If the company’s absence of long-term debt on its balance sheet weren’t enough, the company also maintained a huge cash position.

Williams-Sonoma’s $655 million in cash works out to nearly 5% of its market cap, which should allow the company free reign with regard to executing share repurchases and delivering healthy dividend increases in the years ahead.

A high-quality, reasonably valued business

Williams-Sonoma’s current price-to-free cash flow of 10.5 is well below its 13-year median price-to-FCF ratio of 15.2.

The company’s tremendous second-quarter earnings beat directly contradicts the narrative that the company can’t continue to deliver meaningful growth as COVID restrictions ease, and life reverts more to the pre-COVID “normal.”
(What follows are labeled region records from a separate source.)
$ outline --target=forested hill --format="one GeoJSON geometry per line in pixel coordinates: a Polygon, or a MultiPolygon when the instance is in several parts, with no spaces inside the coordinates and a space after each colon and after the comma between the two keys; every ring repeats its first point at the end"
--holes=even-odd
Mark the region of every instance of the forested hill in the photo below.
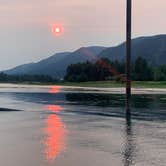
{"type": "MultiPolygon", "coordinates": [[[[43,74],[63,78],[69,65],[78,62],[95,62],[97,58],[106,57],[111,61],[125,60],[125,43],[116,47],[83,47],[74,52],[58,53],[37,63],[17,66],[3,71],[10,75],[43,74]]],[[[144,58],[150,65],[166,64],[166,35],[139,37],[132,40],[132,60],[144,58]]]]}

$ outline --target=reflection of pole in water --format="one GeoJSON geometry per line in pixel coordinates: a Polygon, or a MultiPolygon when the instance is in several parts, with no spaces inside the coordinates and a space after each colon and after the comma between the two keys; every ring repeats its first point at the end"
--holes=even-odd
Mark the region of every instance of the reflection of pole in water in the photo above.
{"type": "MultiPolygon", "coordinates": [[[[63,107],[58,105],[48,105],[46,108],[53,113],[63,110],[63,107]]],[[[48,161],[53,161],[65,149],[66,129],[60,116],[56,114],[49,115],[46,122],[46,138],[43,141],[46,147],[45,154],[48,161]]]]}
{"type": "Polygon", "coordinates": [[[126,107],[130,107],[131,98],[131,8],[132,0],[127,0],[126,9],[126,107]]]}
{"type": "Polygon", "coordinates": [[[125,145],[123,150],[124,166],[130,166],[133,162],[134,142],[130,111],[126,112],[126,126],[125,126],[125,145]]]}

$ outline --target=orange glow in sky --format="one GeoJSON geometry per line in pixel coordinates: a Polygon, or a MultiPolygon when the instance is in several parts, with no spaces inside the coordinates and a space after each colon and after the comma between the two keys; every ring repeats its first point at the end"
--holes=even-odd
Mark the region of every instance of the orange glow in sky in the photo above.
{"type": "Polygon", "coordinates": [[[56,23],[52,25],[52,33],[55,36],[61,36],[64,34],[64,27],[62,23],[56,23]]]}

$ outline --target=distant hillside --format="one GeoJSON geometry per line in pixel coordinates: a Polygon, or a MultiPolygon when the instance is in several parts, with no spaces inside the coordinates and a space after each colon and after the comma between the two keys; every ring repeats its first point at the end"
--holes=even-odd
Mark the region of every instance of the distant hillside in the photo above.
{"type": "Polygon", "coordinates": [[[68,65],[91,61],[103,51],[105,47],[83,47],[74,52],[57,53],[37,63],[29,63],[4,71],[10,75],[44,74],[56,78],[63,78],[68,65]]]}
{"type": "MultiPolygon", "coordinates": [[[[132,40],[132,60],[138,56],[145,58],[152,65],[166,64],[166,35],[139,37],[132,40]]],[[[63,78],[68,65],[94,62],[96,58],[107,57],[110,60],[125,60],[125,43],[116,47],[82,47],[74,52],[57,53],[37,63],[24,64],[4,71],[11,75],[45,74],[63,78]]]]}
{"type": "MultiPolygon", "coordinates": [[[[125,60],[125,43],[103,50],[99,57],[110,60],[125,60]]],[[[152,65],[166,64],[166,35],[139,37],[132,40],[132,60],[138,56],[145,58],[152,65]]]]}

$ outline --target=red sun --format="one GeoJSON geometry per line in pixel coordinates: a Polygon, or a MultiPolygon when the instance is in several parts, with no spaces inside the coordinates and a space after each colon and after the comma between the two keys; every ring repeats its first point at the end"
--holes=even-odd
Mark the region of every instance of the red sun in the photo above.
{"type": "Polygon", "coordinates": [[[55,36],[61,36],[64,34],[64,27],[61,23],[56,23],[52,25],[52,33],[55,36]]]}

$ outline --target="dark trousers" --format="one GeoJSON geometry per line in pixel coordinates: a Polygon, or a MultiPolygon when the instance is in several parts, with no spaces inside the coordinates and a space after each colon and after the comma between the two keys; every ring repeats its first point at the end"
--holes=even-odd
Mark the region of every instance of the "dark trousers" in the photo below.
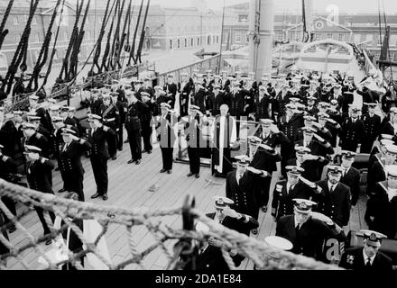
{"type": "Polygon", "coordinates": [[[64,173],[64,187],[78,194],[78,201],[85,202],[83,192],[84,174],[76,171],[64,173]]]}
{"type": "Polygon", "coordinates": [[[255,189],[255,199],[258,208],[267,206],[269,202],[269,190],[271,183],[272,177],[259,179],[259,187],[258,189],[255,189]]]}
{"type": "MultiPolygon", "coordinates": [[[[115,125],[109,125],[110,129],[115,131],[116,127],[115,125]]],[[[109,148],[110,157],[113,158],[117,155],[117,135],[115,137],[109,137],[107,139],[107,145],[109,148]]]]}
{"type": "Polygon", "coordinates": [[[361,143],[360,153],[370,154],[373,148],[374,140],[368,139],[366,141],[361,143]]]}
{"type": "Polygon", "coordinates": [[[180,117],[186,116],[189,114],[188,106],[189,106],[189,96],[182,96],[180,94],[180,117]],[[182,104],[182,100],[185,100],[185,104],[182,104]]]}
{"type": "MultiPolygon", "coordinates": [[[[44,230],[44,235],[51,233],[50,228],[47,225],[47,222],[44,219],[44,210],[42,207],[35,206],[34,209],[36,210],[37,216],[39,216],[40,221],[42,222],[42,229],[44,230]]],[[[52,212],[49,211],[48,213],[50,214],[50,218],[52,220],[52,223],[55,220],[55,215],[52,212]]]]}
{"type": "Polygon", "coordinates": [[[94,172],[97,193],[100,195],[107,194],[107,158],[104,157],[92,156],[91,166],[94,172]]]}
{"type": "Polygon", "coordinates": [[[117,148],[119,150],[121,150],[123,148],[123,143],[124,143],[124,140],[123,140],[123,137],[124,137],[124,135],[123,135],[124,134],[123,125],[120,125],[120,127],[118,129],[119,129],[119,130],[118,130],[118,132],[116,132],[115,137],[117,139],[117,148]]]}
{"type": "Polygon", "coordinates": [[[131,158],[134,160],[142,159],[142,136],[141,130],[128,130],[128,139],[131,149],[131,158]]]}
{"type": "Polygon", "coordinates": [[[162,148],[162,168],[164,170],[172,170],[173,162],[173,147],[172,148],[162,148]]]}
{"type": "Polygon", "coordinates": [[[143,139],[143,149],[146,151],[152,151],[152,129],[150,122],[142,122],[142,138],[143,139]]]}
{"type": "MultiPolygon", "coordinates": [[[[10,212],[12,212],[14,216],[16,216],[15,202],[14,202],[14,200],[7,197],[7,196],[2,197],[1,200],[5,203],[5,207],[8,208],[10,212]]],[[[11,220],[8,219],[7,216],[5,216],[5,214],[3,214],[3,215],[5,216],[5,224],[9,223],[11,221],[11,220]]]]}
{"type": "Polygon", "coordinates": [[[189,165],[190,173],[200,173],[200,148],[188,147],[189,165]]]}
Williams-Sonoma’s fundamentals and valuation both suggest that the stock could be worth consideration from dividend growth investors. The company’s well-covered 1.6% yield (versus the S&P 500‘s 1.3%) offers the prospect of high-single-digit to low-double-digit annual dividend growth for the foreseeable future.

This article represents the opinion of the writer, who may disagree with the “official” recommendation position of a Motley Fool premium advisory service. We’re motley! Questioning an investing thesis — even one of our own — helps us all think critically about investing and make decisions that help us become smarter, happier, and richer.